Kado Pahit Hari Ibu: Di UGM, Perempuan Bersuara Lawan Kejahatan Ekologis dan Kelalaian Bencana

23 Desember 2025, 09:09 WIB

Yogyakarta – Bundaran Universitas Gadjah Mada (UGM) tidak hanya dipenuhi kendaraan yang berlalu-lalang.

Puluhan ibu yang tergabung dalam Koalisi Suara Ibu Indonesia berkumpul, mengubah kebisingan kota menjadi sebuah simfoni keprihatinan bertajuk “Kenduri dan Doa untuk Indonesia’ Senin 22 Desember 2025.

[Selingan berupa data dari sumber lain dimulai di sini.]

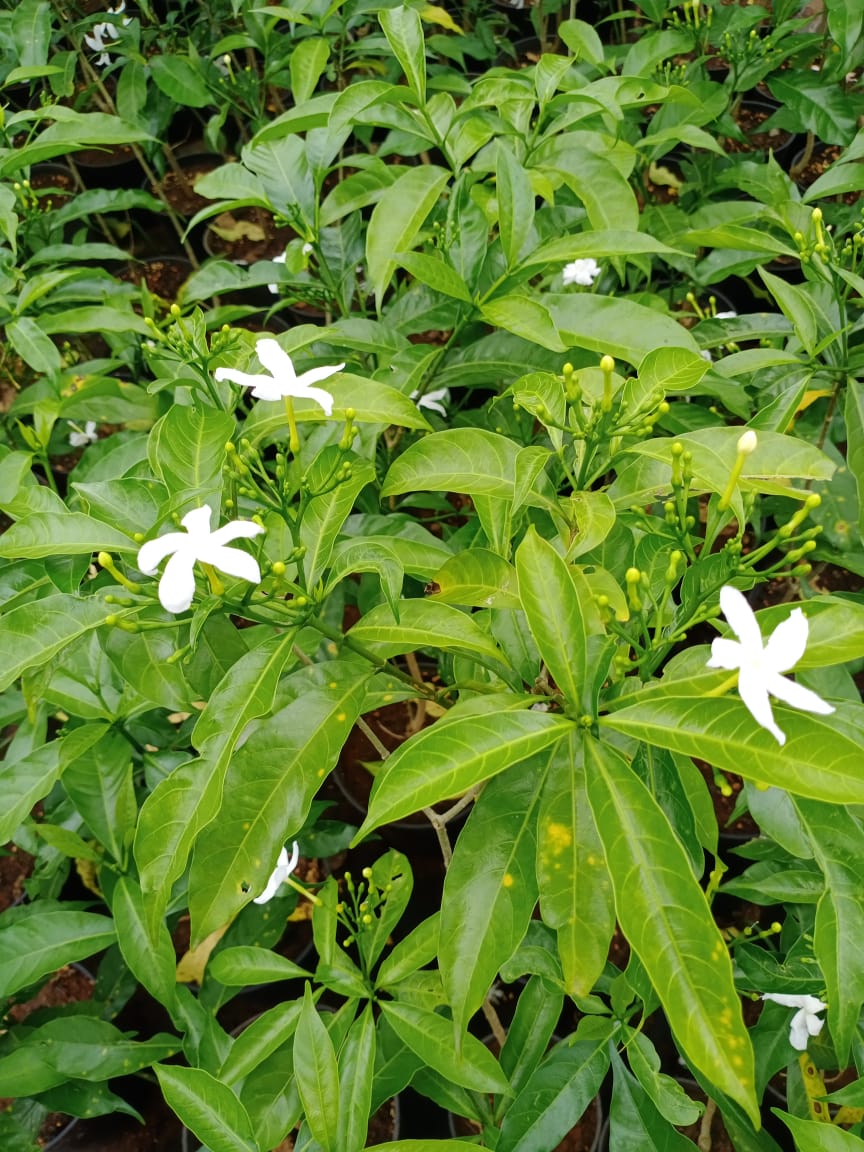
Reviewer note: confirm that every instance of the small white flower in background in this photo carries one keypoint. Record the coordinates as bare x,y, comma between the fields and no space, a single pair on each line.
278,259
760,666
804,1023
282,380
433,400
581,272
101,36
78,439
281,872
197,543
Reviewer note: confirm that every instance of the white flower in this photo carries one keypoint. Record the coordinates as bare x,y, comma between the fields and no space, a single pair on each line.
278,259
760,666
804,1023
281,872
176,588
78,439
282,380
101,36
581,272
433,400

Mengenakan pakaian serba putih sebagai simbol ketulusan, para ibu ini membawa perlengkapan dapur bukan untuk memasak, melainkan untuk ditabuh.

Denting panci dan kibaran bendera putih menjadi pesan bisu namun tajam: ada yang sedang tidak baik-baik saja dengan penanganan bencana di tanah air, khususnya di tanah Sumatera.

Rika Iffati Farihah, perwakilan massa aksi, menegaskan  aksi ini lahir dari rasa tidak tega melihat lambatnya respons pemerintah terhadap penderitaan di Sumatera.

 

“Kami mendesak pemerintah segera menetapkan bencana di Sumatera sebagai Bencana Nasional. Ini bukan sekadar angka statistik, ini soal nyawa dan ruang hidup yang hilang,” ujar Rika dengan nada getir di sela-sela aksi.

Tak hanya soal tanggap darurat, koalisi ini juga menuntut pengusutan tuntas terhadap kejahatan ekologis. Mereka meyakini bencana yang terjadi bukanlah murni faktor alam, melainkan dampak dari kerusakan lingkungan sistematis yang selama ini diabaikan.

Satu poin yang paling menggugah adalah tuntutan moratorium program Makan Bergizi Gratis (MBG). Para ibu menilai anggaran raksasa program tersebut seharusnya dialihkan untuk menyelamatkan nyawa di daerah bencana.

Pemborosan Anggaran: Rika menyoroti distribusi MBG yang tidak tepat sasaran, di mana sekolah swasta elit pun menerima jatah.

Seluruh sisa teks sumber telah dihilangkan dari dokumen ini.